Superset is a lightweight business intelligence (BI) tool. Connect it to E-MapReduce (EMR) Druid or Hive data sources to run queries, build charts, and publish dashboards — all from a browser. An EMR V3.34.0 cluster is used in the examples.
Prerequisites
Before you begin, make sure that you have:
-
An EMR Hadoop or Druid cluster with Superset selected as an optional service at creation time. For instructions, see Create a cluster.
-
Network access from your computer to the emr-header-1 node of the cluster. Superset's web UI is only accessible through an SSH tunnel to that node. For setup instructions, see Create an SSH tunnel to access web UIs of open source components.
Limitations
-
Superset runs on the emr-header-1 node only and cannot be deployed in high-availability (HA) mode.
-
Knox cannot be used to access the Superset web UI.
Access EMR Druid from Superset
Superset is deeply integrated with EMR Druid. You can query Druid using either SQL or Druid's native query language.
Step 1: Log in to Superset
Open the Superset web UI through your SSH tunnel. The default username and password are both admin. Change the password immediately after your first login.
The web UI displays in English on first login.
Step 2: Add an EMR Druid cluster
-
Choose Sources > Druid Clusters.
-
Click the
icon. -
In the Add Druid Cluster dialog box, configure the following parameters.
Parameter Description Broker Host Enter emr-header-1. This value is fixed.Broker Port Enter 1followed by the open-source Broker port number. For example, if the Broker port is8082, enter18082.Cluster Name Enter the name of the Druid cluster you created in the EMR console. 
-
Click Save.
Step 3: Add a data source
-
Choose Sources > Druid Datasources.
-
Click the
icon. -
In the Add Druid Datasource dialog box, configure the following parameters.
Parameter Description Datasource Name Enter a name for the datasource. Cluster Select the EMR Druid cluster you added in the previous step. 
-
Click Save. After saving, click the
icon to specify dimension columns and metric columns.
Step 4: Verify the connection
Click the datasource name to view the details of the EMR Druid cluster.
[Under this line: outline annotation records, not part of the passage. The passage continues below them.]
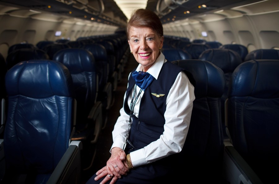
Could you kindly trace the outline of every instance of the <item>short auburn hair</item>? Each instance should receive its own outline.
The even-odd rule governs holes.
[[[163,25],[160,18],[153,11],[146,9],[136,9],[132,12],[127,26],[128,40],[130,38],[129,31],[132,27],[149,28],[155,31],[160,36],[164,35]]]

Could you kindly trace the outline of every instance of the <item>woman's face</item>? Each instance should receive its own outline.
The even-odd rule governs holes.
[[[154,63],[160,53],[159,47],[163,46],[164,37],[149,28],[131,27],[128,42],[136,60],[146,72]]]

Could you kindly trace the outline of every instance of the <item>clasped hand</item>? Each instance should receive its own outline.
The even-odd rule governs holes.
[[[111,150],[111,155],[107,161],[107,165],[97,171],[95,181],[104,177],[100,184],[105,183],[111,179],[110,184],[115,182],[123,175],[127,175],[129,171],[126,162],[126,154],[121,148],[115,147]]]

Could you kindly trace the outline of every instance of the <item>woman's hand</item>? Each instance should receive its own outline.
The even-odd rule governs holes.
[[[126,154],[121,148],[115,147],[111,150],[111,155],[107,162],[107,165],[96,173],[95,181],[105,176],[102,183],[105,183],[110,179],[110,184],[114,183],[121,175],[126,175],[129,170],[126,162]]]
Access a Hive database from Superset
Superset uses SQLAlchemy to connect to relational databases and big data query engines, including MySQL, Oracle, PostgreSQL, Microsoft SQL Server, Hive, Presto, and Druid. Hive is installed by default on EMR Hadoop clusters.
For other supported database types, see the SQLAlchemy dialect documentation.
Step 1: Log in to Superset
Open the Superset web UI through your SSH tunnel. The default username and password are both admin.
Step 2: Add a Hive database
-
Choose Sources > Databases.
-
Click the
icon. -
In the Add Database dialog box, configure the following parameters.
Parameter Description Database Enter a name for the database connection. SQLAlchemy URI Enter hive://emr-header-1:10000/.
-
Click Save.
Step 3: Add a table
-
Choose Sources > Tables.
-
Click the
icon. -
In the Import a table definition dialog box, configure the following parameters.
Parameter Description Database Select the database you added in the previous step. Table Name Enter the name of a table in that database. This example uses a table named test.
-
Click Save.
Step 4: Query data
-
Choose SQL Lab > SQL Editor.
-
Select Hive JDBC Server as the database.
-
Select default as the schema.
-
Run your Hive query.
FAQ
The admin user sees "invalid login" on first login.
This happens on EMR clusters with a minor version earlier than V4.6 or V3.33. To fix this, run the following commands on the master node as the root user:
-
Log in to the master node via SSH. For instructions, see Log on to a cluster.
-
Activate the Superset environment:
source /usr/lib/superset-current/bin/activate -
Create an admin account:
superset fab create-adminEnter the username, first name, last name, email, password, and confirmation as prompted. The defaults are:
Username [admin]: User first name [admin]: User last name [user]: Email [admin@fab.org]: Password: Repeat for confirmation: -
Initialize the database:
superset db upgrade -
Initialize Superset:
superset init
After these steps, create an SSH tunnel and log in with the account you just created.